The influence of ramp rate on V̇O2peak and "excess" V̇O2 during arm crank ergometry

P. M. Smith, I. Amaral, M. Doherty, M. J. Price, A. M. Jones

    Research output: Contribution to journalArticle

    16 Citations (Scopus)

    Abstract

    The principal aim of this study was to examine how different ramp rates influenced the attainment of peak physiological responses during incremental arm crank ergometry (ACE).
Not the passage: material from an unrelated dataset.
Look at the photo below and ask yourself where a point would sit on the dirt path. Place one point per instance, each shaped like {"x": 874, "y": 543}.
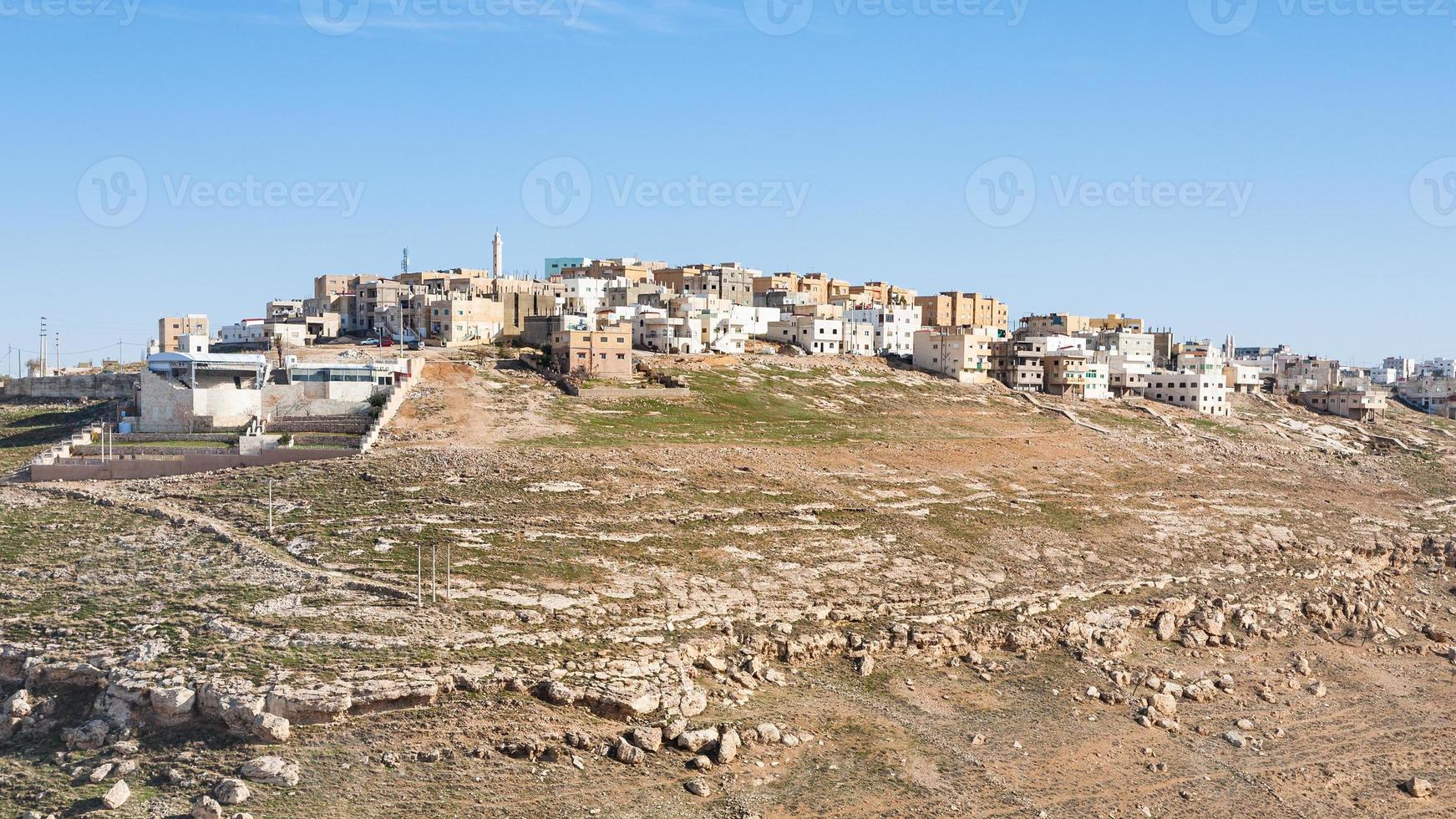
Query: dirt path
{"x": 460, "y": 405}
Additionally, the study examined whether there was any evidence for the development of an "excess" V̇O2 during ACE due to upward curvi-linearity in the V̇O2-work rate relationship, and whether this was influenced by the ramp rate. Sixteen physically active, though non-specifically trained, men (mean ±s age 30 ± 8 years; height 1.79 ± 0.07 m; body mass 84.7 ± 13.2 kg) volunteered to participate. Having completed a familiarisation test, all subjects returned to the laboratory to complete two ramp tests on an electrically-braked ergometer in a counter-balanced order. Both ramp tests started at 60 W with work rate subsequently incremented by either 6 or 12 W·min-1. Pulmonary gas exchange was measured breath-by-breath throughout the tests. Subjects achieved a greater final work rate during the 12 W±min-1 test compared to the 6 W·min-1 test (168 ± 28 vs. 149 ± 26 W; p < 0.001). The V̇O 2peak (3.06 ± 0.65 vs. 2.96 ± 0.48 L·min -1; p = 0.27), HRpeak (179 ± 15 vs. 177 ± 16 b·min-1; p = 0.17) and V̇Epeak (112 ± 22 vs. 105 ± 16 L·min-1; p = 0.09) were not different between the tests, but V̇CO2peak (3.54 ± 0.64 vs. 3.27 ± 0.46 L·min-1; p = 0.01) RERpeak (1.17 ± 0.07 vs. 1.11 ± 0.06; p < 0.001), and end-exercise blood (lactate) (11.9 ± 2.1 vs. 10.8 ± 2.6 mmol·L-1 ; p = 0.005) were all higher in the 12 W·min-1 test. An "excess" V̇O2 was observed in 13 out of 16 tests at 12 W·min-1 and in 15 out of 16 tests at 6 W·min -1. Neither the magnitude of the "excess" V·O 2 (0.42 ± 0.41 vs. 0.37 ± 0.18 L̇min-1; p = 0.66) nor the V̇O2 at which the V̇O2-work rate relationship departed from linearity (2.17 ± 0.34 vs. 2.18 ± 0.32 L̇min-1; p = 0.94) were significantly different between the two ramp tests. These data indicate that differences in ramp rate within the range of 6-12 Ẇmin-1 influence the peak values of work rate, V̇CO2 and RER, but do not influence peak values of V̇O 2 or HR during ACE. The development of an "excess" V̇O2 appears to be a common feature of ramp exercise in ACE, although the mechanistic basis for this effect is presently unclear.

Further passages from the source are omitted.